There are thousands of baby products out there and some of them are a stroke of genius while others leave us flabbergasted. So I compiled a list of products that are possibly weird and some, wonderful.
Baby Harness:
A lot of babies are snatched each day so instead of leaving your baby with some stranger, you can just hang them like a jacket on one of the toilet cubicles and do your thing while baby looks on.
Baby Bangs:
 Whoever came up with this decided a bald baby is not cute and so they invented a “mini weave”. Hopefully it is not itchy and if you buy it please do not take photos, I believe your teenager may just want to strangle you after seeing themselves like that. 
Baby Bum Fan: 
 Now this one i think is necessary.
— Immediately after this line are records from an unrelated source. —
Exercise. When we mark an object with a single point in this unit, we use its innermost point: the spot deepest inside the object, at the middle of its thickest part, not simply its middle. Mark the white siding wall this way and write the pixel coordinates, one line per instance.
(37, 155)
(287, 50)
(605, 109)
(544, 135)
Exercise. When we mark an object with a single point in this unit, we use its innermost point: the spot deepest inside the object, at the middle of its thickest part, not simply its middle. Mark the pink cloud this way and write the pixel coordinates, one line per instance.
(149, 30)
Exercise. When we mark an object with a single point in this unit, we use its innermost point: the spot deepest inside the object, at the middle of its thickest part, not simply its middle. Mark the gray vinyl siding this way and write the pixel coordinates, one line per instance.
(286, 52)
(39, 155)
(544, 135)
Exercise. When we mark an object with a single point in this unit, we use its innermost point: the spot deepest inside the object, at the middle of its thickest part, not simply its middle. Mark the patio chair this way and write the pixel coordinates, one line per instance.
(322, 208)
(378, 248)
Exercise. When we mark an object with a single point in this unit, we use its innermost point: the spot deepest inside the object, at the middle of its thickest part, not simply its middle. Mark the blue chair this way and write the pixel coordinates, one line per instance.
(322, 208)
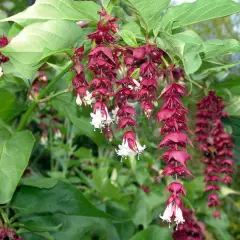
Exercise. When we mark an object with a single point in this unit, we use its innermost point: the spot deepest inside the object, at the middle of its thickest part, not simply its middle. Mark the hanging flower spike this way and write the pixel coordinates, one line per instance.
(130, 146)
(173, 116)
(100, 116)
(217, 147)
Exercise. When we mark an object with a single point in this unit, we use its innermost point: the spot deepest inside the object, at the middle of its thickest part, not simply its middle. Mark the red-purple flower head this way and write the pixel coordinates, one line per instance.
(216, 144)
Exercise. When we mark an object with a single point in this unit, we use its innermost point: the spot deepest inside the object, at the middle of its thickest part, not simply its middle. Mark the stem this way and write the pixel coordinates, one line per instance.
(25, 116)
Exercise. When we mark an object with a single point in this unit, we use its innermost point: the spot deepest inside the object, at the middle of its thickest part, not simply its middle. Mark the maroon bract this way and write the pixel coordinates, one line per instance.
(173, 117)
(216, 144)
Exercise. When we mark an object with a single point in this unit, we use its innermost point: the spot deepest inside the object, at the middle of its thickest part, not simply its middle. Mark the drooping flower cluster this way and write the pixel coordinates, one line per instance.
(216, 144)
(3, 43)
(191, 229)
(174, 128)
(9, 234)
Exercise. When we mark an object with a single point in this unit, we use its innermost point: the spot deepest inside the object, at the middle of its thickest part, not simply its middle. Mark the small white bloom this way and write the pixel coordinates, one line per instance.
(79, 100)
(88, 99)
(114, 114)
(135, 88)
(108, 119)
(44, 140)
(57, 134)
(97, 119)
(178, 216)
(140, 148)
(168, 213)
(124, 150)
(1, 72)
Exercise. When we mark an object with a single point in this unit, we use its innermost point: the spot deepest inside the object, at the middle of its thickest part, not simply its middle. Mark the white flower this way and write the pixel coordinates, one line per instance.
(137, 87)
(124, 150)
(79, 100)
(100, 120)
(57, 134)
(44, 140)
(178, 216)
(88, 99)
(168, 213)
(1, 72)
(97, 119)
(172, 210)
(114, 114)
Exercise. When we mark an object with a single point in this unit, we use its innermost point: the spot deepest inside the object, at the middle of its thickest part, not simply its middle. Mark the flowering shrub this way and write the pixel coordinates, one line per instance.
(216, 145)
(98, 106)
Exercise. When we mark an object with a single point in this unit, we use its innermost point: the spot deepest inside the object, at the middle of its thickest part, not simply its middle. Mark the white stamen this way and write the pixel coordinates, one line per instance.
(78, 100)
(178, 216)
(1, 72)
(168, 213)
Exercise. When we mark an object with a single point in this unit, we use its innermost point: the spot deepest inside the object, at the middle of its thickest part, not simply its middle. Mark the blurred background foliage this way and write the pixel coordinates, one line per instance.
(128, 196)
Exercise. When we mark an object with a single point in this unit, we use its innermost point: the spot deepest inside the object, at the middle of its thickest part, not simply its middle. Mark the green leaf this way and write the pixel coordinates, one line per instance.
(108, 4)
(129, 38)
(7, 104)
(233, 108)
(63, 204)
(14, 30)
(5, 130)
(135, 28)
(141, 210)
(198, 11)
(14, 156)
(35, 43)
(219, 226)
(153, 233)
(42, 182)
(149, 13)
(216, 47)
(69, 10)
(4, 27)
(63, 198)
(103, 184)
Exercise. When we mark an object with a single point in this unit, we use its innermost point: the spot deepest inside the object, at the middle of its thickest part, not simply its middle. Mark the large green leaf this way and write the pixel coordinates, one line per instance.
(148, 12)
(104, 185)
(7, 104)
(153, 233)
(198, 11)
(216, 47)
(70, 10)
(65, 206)
(14, 156)
(35, 43)
(194, 52)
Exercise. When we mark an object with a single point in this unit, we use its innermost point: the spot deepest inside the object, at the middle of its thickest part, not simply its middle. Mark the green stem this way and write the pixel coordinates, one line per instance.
(27, 114)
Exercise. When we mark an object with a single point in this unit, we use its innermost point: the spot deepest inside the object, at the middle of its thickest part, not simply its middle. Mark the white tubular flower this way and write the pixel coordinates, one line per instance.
(114, 114)
(1, 72)
(124, 150)
(88, 99)
(178, 216)
(130, 146)
(79, 100)
(168, 213)
(44, 140)
(97, 119)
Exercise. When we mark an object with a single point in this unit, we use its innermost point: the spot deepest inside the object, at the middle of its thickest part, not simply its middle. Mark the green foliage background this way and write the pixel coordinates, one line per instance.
(78, 189)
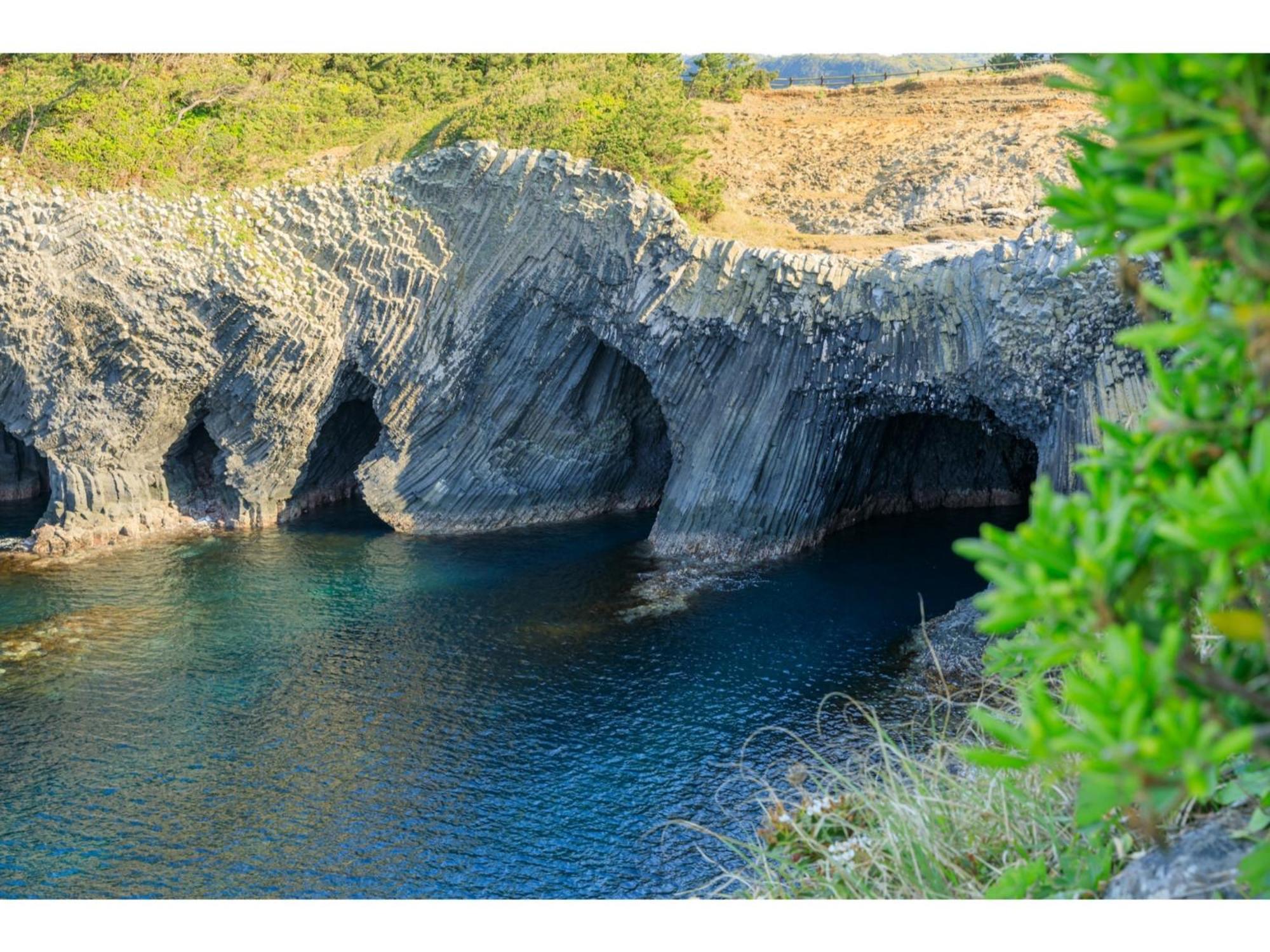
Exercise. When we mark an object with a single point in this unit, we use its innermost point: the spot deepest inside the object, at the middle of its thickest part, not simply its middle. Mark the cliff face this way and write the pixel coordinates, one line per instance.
(485, 338)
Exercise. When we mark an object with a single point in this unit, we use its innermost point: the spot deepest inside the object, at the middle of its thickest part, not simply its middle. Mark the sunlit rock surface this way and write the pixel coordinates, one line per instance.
(485, 338)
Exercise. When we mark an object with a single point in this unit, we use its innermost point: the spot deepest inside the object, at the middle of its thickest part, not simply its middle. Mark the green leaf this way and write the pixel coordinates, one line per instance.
(1255, 871)
(1018, 882)
(1100, 794)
My baby had nappy rash and she wanted me to sit in-between her thighs n blow till she felt better, yeah it was that bad. Definitely a good invention lol also works for hot-flushes.
Toddler Urinal: 
 I guess the fact that toddler boys cannot control their wee stick was the motivation behind this invention. I guess it means fewer accidents, less work for mom and confidence for the little boys.
Zaky Infant Pillow: 
A pillow that holds a baby is definite must buy lol. Most babies love being held and mine would cry if you put her down so this would have provided the perfect solution. Mom can get on with other things and baby is happily sleeping in the “arms”.
Head Gear: 
 This one is a protection insurer for when a baby is learning to walk, jumping on the bed or the trampoline. It will definitely leave the parents more relaxed and chances of brain or neck injuries will be reduced.
Snot Sucker:
 Most little kids do not like being probed but for some parents it might work. I know my little girl would not let me put that or any foreign thing in her nose not even nasal spray, she gets violent.
Baby Mop: 
Unless u want to teach your child to clean at an early age, I suggest you ignore this ridiculous product. There is no way a baby can mop the floor thoroughly, clearly no effort to think was made here.
Twinkle Tube Toilet Aid:
 If you choose not to buy the toddler urinal (moms to boys) then I guess this one is an option. It’s purely invented for control.It prevents accidents.Your floor won't smell like urine and you won't spend hours cleaning it.
Pee Pee Bottle: 
 I would love this for long trips. It’s definitely not desirable pulling over to the side so your little one can pee. Then again you could just buy a squeeze bottle and use dat. So this might just be a waste of money.What about number two i ask?
 Baby Crying Analyzer:
 Most dads would love this, although I doubt it is spot on. I don’t really believe this baby language thing, I could be wrong though.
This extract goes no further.